IT was, perhaps, only right it ended this way.
After a campaign in which late concessions, sloppy defending and a lack of edge in attack have undermined Dunfermline Athletic's efforts to remain in the Clydesdale Bank Premier League, two goals in the final four minutes of their closing contest deprived them of a consolatory victory.
Despite the briefness of his tenure as manager, Jim Jefferies has already tired of bemoaning the momentary lapses of concentration that have cost the club their top-flight status so, when asked to dissect the mistakes that allowed Liam Kelly and Jude Winchester to score, all he could offer was a sanguine shrug. Little wonder. It had appeared Dunfermline were on their way to a second home victory of the campaign – and a second in consecutive games – after taking advantage of their opponents' defensive disarray to score a 20th-minute opener. Joe Cardle's free-kick from inside his own half should not have been unduly troublesome, but Liam Buchanan was left alone to nudge a header across goal for Paul Willis to angle beyond goalkeeper Kyle Letheren from close range.
It would not be the last time Dunfermline discovered pockets of room in the visitors' final third, but they were ultimately punished for not exploiting them. Buchanan, particularly, frolicked without ever really being afforded a clear sight of goal, his one shot being blocked by Ryan O'Leary after Willis dispossessed Michael Nelson. Beyond that, a Cardle effort that was comfortably handled and an effort disallowed after Martin Hardie strayed offside to bundle in an Andy Kirk header were the only opportunities they enjoyed.
Same old story, said Jefferies. The Dunfermline manager was, however, more forthcoming on the decisions he now has to make to prepare for life in the lower leagues. With budget cuts necessitating the departure of several senior players, he used this contest to ask questions of his fringe performers. Some provided definitive answers. "Today confirmed one or two things ahead of meetings on Tuesday," said Jefferies, who has 10 of an expected 18-man squad already contracted for next term. "Maybe some of the players I want, I can't keep because I won't have the money to attract them."
Yet while Jefferies reaffirmed his own intention to remain with Dunfermline, doubt surrounds the future of his Kilmarnock counterpart.
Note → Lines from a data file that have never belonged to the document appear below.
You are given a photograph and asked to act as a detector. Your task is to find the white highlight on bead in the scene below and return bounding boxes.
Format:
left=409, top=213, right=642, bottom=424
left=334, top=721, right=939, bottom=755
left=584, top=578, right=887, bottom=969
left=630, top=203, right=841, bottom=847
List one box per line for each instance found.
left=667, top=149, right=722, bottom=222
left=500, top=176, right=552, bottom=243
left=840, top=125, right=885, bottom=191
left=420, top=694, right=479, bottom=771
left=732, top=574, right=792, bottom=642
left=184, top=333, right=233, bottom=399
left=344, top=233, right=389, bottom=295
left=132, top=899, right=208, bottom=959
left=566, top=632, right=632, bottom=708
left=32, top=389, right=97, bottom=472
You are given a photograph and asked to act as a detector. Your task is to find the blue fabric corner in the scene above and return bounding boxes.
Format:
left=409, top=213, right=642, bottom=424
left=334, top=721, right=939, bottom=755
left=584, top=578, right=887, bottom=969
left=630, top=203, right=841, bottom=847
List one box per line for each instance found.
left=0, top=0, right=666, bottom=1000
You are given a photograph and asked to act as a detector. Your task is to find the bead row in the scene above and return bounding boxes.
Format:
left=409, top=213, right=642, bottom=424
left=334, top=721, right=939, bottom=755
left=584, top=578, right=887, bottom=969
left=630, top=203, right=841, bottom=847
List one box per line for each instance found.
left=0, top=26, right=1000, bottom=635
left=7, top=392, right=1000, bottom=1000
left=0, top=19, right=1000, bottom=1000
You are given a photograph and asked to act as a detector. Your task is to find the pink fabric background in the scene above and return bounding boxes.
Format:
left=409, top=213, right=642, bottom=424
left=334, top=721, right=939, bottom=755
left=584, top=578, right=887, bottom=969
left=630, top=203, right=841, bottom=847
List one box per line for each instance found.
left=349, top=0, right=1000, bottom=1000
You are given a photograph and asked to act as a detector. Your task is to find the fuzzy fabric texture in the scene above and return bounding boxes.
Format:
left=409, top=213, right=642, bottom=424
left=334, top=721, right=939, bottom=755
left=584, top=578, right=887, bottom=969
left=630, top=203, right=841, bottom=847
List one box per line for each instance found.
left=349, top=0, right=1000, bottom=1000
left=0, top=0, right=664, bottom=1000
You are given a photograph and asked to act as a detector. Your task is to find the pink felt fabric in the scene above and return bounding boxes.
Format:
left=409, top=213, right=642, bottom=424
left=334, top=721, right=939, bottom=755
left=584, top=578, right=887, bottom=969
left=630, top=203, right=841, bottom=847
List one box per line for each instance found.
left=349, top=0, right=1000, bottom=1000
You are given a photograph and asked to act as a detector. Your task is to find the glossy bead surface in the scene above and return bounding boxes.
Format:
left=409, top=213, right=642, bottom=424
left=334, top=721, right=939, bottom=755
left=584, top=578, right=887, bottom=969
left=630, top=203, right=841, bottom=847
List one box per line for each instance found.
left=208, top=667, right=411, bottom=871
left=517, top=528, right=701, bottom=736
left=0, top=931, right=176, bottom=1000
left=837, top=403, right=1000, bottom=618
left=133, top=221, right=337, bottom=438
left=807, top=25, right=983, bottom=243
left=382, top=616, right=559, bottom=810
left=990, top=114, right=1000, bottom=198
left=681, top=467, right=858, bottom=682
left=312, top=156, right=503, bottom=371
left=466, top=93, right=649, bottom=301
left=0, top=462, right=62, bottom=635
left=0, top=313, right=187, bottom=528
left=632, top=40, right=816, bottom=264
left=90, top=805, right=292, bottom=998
Kenny Shiels says he wants to stay, chairman Michael Johnston is eager to keep him, yet other clubs are casting covetous eyes at a manager who has overseen a remarkable season for the Rugby Park club.
"I turned down a job this week," Shiels revealed. "I was offered an interview by an English club, but I felt it was unfair. I couldn't have looked my son [Dean Shiels] in the face after he stayed here for less money.
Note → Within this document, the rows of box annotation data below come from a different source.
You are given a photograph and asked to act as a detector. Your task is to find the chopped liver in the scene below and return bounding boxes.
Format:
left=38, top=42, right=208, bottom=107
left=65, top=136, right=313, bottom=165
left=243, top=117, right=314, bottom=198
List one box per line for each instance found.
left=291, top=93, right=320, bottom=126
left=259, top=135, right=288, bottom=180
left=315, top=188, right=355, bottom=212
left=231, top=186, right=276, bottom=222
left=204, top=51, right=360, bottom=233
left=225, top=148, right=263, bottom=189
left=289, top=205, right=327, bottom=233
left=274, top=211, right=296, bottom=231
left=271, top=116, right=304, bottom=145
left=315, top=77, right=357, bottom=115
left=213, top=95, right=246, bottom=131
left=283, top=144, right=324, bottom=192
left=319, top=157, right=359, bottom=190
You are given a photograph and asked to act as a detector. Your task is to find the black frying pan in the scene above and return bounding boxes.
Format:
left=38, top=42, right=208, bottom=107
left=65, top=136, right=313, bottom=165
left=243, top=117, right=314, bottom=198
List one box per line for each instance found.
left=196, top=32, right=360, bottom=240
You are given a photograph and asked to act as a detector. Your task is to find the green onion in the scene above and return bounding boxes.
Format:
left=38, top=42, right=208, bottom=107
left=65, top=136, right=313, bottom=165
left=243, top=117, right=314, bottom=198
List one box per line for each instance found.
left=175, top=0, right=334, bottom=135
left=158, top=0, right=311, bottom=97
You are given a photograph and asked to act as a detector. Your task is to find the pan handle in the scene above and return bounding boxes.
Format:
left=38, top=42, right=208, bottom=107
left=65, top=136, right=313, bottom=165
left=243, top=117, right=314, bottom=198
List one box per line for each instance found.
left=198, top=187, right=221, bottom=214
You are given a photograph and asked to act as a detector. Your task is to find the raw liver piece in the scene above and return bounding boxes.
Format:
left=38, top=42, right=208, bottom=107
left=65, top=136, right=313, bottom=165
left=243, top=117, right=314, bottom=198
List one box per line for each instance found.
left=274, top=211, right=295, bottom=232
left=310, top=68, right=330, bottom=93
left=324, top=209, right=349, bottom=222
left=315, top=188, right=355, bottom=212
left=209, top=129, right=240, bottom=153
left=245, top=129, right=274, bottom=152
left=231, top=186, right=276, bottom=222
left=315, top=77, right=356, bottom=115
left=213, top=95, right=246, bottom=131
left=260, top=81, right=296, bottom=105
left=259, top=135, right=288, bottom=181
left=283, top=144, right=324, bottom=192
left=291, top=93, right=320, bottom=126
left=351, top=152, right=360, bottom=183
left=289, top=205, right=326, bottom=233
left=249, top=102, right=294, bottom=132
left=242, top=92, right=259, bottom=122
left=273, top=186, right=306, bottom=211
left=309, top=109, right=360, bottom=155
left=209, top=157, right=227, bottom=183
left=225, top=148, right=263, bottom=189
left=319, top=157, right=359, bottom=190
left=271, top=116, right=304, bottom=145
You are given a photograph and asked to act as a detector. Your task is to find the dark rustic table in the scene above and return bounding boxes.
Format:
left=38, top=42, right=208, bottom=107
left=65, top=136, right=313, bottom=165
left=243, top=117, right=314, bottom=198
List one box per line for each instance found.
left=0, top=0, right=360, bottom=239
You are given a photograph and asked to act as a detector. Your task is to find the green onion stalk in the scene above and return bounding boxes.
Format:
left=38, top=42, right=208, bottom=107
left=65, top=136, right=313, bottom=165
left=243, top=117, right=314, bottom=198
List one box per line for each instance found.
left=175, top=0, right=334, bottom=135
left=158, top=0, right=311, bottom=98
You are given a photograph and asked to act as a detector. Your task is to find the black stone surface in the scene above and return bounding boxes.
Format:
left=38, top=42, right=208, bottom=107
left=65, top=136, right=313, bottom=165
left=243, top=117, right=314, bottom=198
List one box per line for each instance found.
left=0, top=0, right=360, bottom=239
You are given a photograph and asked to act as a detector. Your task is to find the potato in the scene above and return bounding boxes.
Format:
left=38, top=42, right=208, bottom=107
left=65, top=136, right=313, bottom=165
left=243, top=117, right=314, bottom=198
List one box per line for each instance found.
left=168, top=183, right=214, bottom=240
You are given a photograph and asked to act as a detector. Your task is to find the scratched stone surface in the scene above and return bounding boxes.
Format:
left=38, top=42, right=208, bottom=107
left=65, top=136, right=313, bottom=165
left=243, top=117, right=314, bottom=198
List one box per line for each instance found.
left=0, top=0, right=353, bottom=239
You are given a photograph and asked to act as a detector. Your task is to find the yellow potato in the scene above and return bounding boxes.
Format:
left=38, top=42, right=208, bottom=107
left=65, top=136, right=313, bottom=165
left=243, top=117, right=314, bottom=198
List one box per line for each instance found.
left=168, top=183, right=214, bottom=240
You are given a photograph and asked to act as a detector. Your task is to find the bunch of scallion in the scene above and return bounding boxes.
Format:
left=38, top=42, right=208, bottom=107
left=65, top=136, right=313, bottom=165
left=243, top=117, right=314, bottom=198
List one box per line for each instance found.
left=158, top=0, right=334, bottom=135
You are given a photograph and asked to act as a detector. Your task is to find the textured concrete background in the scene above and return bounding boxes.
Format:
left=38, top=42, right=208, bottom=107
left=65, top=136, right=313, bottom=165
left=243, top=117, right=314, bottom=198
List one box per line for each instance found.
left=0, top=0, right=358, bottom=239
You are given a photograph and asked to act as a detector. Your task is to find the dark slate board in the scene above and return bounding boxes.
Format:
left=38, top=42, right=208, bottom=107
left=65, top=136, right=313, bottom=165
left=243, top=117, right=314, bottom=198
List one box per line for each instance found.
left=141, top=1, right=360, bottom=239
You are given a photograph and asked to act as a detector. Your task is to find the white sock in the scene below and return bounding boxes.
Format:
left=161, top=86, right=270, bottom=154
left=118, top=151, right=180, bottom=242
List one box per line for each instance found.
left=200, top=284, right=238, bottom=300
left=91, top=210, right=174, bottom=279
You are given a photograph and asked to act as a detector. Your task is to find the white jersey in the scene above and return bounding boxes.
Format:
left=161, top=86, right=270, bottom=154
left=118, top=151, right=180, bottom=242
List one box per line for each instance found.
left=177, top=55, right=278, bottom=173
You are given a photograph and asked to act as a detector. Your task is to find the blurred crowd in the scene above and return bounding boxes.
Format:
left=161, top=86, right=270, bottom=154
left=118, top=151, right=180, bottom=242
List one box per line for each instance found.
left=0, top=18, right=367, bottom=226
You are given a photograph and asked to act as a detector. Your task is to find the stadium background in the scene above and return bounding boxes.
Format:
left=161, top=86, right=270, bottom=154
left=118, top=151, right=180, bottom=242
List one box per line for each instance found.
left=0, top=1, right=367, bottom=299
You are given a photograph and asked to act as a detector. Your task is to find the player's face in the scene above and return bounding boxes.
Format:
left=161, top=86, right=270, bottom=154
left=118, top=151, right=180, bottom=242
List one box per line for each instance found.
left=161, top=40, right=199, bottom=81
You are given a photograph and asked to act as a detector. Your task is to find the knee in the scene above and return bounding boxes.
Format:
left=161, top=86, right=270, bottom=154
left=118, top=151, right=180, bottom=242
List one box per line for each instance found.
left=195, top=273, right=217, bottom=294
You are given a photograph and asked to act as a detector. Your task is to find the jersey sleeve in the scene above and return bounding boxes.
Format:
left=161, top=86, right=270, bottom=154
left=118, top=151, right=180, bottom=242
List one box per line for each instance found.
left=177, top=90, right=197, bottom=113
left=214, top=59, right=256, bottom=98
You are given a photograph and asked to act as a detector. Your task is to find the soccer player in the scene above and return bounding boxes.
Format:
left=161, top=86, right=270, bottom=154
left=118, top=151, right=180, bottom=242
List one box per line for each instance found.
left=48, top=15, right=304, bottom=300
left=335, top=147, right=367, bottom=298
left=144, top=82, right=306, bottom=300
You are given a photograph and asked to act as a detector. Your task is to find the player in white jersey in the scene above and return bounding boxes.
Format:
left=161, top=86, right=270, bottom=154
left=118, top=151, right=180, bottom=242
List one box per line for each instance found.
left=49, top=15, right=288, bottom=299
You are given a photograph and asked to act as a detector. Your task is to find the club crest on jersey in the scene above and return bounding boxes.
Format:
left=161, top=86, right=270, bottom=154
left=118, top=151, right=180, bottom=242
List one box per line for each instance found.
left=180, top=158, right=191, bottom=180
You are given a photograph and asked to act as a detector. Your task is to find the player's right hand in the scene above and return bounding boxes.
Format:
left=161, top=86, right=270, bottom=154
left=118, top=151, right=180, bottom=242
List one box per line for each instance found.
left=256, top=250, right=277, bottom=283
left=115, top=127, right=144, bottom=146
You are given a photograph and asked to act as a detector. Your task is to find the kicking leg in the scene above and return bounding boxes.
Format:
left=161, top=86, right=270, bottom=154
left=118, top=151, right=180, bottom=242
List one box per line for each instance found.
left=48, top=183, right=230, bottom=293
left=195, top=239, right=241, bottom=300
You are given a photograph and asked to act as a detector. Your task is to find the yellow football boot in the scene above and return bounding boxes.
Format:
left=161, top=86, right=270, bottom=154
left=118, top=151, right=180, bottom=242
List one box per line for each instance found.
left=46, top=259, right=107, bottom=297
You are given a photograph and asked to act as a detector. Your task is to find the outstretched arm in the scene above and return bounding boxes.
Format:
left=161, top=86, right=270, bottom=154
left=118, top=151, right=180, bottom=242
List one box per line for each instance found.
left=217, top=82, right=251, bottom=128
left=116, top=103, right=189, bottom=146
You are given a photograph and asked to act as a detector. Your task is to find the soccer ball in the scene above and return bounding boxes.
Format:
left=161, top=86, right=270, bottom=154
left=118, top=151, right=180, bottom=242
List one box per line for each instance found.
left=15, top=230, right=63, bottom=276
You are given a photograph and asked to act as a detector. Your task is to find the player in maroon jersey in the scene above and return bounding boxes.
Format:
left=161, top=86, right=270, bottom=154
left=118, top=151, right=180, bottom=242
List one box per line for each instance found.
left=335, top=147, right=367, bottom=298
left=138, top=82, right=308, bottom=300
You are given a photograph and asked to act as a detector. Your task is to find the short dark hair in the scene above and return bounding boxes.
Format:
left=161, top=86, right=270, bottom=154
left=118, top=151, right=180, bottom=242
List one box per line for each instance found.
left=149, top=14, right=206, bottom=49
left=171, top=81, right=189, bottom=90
"I want to be here and I hope that is reciprocated, but we have a long-term plan and I want something commensurate with that." Certainly, the Northern Irishman is building something encouraging at Rugby Park, even if it took his side half an hour to adapt to an experimental 4-3-3 shape and take a grip on proceedings. A couple of Kelly drives which skittered apologetically towards debutant goalkeeper Bernardo Fernandez at the end of the first half were little more than a precursor to 20 minutes of almost incessant pressure after the interval. The angle of attack was varied; William Gros had an low drive blocked by the goalkeeper's leg, Ross Barbour headed wide from a free-kick, Dean Shiels lashed a volley past and Gary Harkins almost duped the goalkeeper from 40 yards.
The clearest opening, though, came when a clever interchange between Shiels and Gros released Harkins on the right of the area and the chunky conductor lifted a delightful lob over the goalkeeper only for Alex Keddie to head desperately off the goalline.
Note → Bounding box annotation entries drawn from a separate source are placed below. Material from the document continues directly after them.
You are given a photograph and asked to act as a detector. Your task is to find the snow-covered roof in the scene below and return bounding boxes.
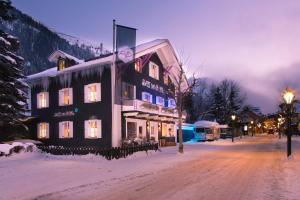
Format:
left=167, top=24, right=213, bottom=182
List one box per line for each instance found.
left=27, top=39, right=188, bottom=88
left=48, top=50, right=84, bottom=64
left=194, top=120, right=220, bottom=128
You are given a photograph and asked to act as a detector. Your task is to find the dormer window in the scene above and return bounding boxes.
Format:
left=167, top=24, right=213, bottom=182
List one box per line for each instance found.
left=37, top=92, right=49, bottom=108
left=58, top=58, right=66, bottom=71
left=59, top=88, right=73, bottom=106
left=84, top=83, right=101, bottom=103
left=149, top=62, right=159, bottom=80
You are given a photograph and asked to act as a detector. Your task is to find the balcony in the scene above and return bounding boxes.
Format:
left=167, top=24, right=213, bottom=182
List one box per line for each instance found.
left=122, top=100, right=178, bottom=118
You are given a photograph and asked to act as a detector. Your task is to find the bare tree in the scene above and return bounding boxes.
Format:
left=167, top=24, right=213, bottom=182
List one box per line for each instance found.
left=170, top=63, right=199, bottom=153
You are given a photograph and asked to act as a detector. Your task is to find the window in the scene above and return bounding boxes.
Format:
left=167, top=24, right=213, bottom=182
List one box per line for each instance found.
left=122, top=82, right=135, bottom=99
left=84, top=119, right=102, bottom=139
left=37, top=92, right=49, bottom=108
left=134, top=58, right=142, bottom=72
left=37, top=122, right=49, bottom=139
left=58, top=59, right=66, bottom=71
left=149, top=62, right=159, bottom=80
left=156, top=96, right=165, bottom=106
left=164, top=74, right=169, bottom=85
left=58, top=88, right=73, bottom=106
left=59, top=121, right=73, bottom=138
left=142, top=92, right=152, bottom=103
left=84, top=83, right=101, bottom=103
left=168, top=99, right=176, bottom=108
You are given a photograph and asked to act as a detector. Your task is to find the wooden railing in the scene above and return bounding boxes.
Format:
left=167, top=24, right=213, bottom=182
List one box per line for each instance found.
left=38, top=144, right=158, bottom=160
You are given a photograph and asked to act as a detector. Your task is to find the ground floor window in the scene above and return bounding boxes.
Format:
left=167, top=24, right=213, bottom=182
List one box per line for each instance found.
left=84, top=119, right=102, bottom=139
left=59, top=121, right=73, bottom=138
left=37, top=122, right=49, bottom=139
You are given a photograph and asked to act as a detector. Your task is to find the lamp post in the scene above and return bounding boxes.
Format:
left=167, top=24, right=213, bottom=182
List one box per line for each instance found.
left=231, top=114, right=236, bottom=142
left=250, top=120, right=255, bottom=137
left=283, top=89, right=295, bottom=157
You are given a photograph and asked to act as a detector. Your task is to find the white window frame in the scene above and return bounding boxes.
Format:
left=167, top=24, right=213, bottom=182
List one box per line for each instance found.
left=149, top=61, right=159, bottom=80
left=84, top=83, right=101, bottom=103
left=36, top=92, right=49, bottom=109
left=58, top=121, right=73, bottom=138
left=156, top=96, right=165, bottom=107
left=37, top=122, right=50, bottom=139
left=58, top=88, right=73, bottom=106
left=142, top=92, right=153, bottom=103
left=84, top=119, right=102, bottom=139
left=168, top=98, right=176, bottom=108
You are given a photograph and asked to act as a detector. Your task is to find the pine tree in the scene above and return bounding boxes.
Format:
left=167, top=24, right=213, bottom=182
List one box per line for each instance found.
left=0, top=0, right=28, bottom=139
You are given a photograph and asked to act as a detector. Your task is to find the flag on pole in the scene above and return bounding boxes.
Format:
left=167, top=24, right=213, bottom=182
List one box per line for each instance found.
left=116, top=25, right=136, bottom=63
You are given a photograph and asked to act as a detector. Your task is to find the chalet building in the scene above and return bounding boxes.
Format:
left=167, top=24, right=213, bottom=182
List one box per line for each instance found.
left=27, top=39, right=187, bottom=147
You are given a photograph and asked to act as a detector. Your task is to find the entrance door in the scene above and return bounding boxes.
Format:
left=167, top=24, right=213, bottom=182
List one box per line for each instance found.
left=127, top=122, right=137, bottom=139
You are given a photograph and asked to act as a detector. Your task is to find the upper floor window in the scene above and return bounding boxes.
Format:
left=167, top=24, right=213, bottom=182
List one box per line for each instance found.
left=134, top=58, right=142, bottom=72
left=58, top=88, right=73, bottom=106
left=142, top=92, right=152, bottom=103
left=58, top=59, right=66, bottom=71
left=37, top=122, right=49, bottom=139
left=59, top=121, right=73, bottom=138
left=84, top=83, right=101, bottom=103
left=168, top=98, right=176, bottom=108
left=122, top=82, right=135, bottom=99
left=156, top=96, right=165, bottom=106
left=149, top=62, right=159, bottom=80
left=84, top=119, right=102, bottom=139
left=37, top=92, right=49, bottom=108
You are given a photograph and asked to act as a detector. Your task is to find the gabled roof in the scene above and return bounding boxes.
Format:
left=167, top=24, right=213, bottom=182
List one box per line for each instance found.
left=27, top=39, right=188, bottom=88
left=48, top=50, right=84, bottom=64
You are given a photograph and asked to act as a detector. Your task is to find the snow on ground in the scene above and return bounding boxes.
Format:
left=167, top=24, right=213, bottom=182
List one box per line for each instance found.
left=0, top=136, right=300, bottom=200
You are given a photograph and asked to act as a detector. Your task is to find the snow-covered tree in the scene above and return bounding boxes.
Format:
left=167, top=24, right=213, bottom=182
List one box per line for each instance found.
left=0, top=0, right=27, bottom=139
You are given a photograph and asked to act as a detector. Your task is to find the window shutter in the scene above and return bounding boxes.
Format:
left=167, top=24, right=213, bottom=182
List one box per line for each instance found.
left=46, top=123, right=50, bottom=138
left=84, top=120, right=90, bottom=138
left=97, top=120, right=102, bottom=138
left=96, top=83, right=101, bottom=101
left=69, top=121, right=73, bottom=138
left=84, top=85, right=89, bottom=103
left=45, top=92, right=49, bottom=108
left=36, top=93, right=41, bottom=108
left=37, top=123, right=41, bottom=138
left=69, top=88, right=73, bottom=105
left=58, top=122, right=64, bottom=138
left=58, top=90, right=64, bottom=106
Aware that a point would effectively ensure a seventh-place finish to add to their Co-operative Insurance Cup triumph, Shiels' side maintained their urgency and were eventually rewarded. First, Kelly lifted an effort high into the net, then youngster June Winchester capped an eye-catching cameo by turning Lewis Toshney's cross home in the 89th minute.
"We've played 20 games without a striker this season; we've been like a vehicle without a steering wheel," said Shiels, trying to explain why the goals took so long to come. "That's the more expensive part of the commodity and it makes our achievement even more remarkable."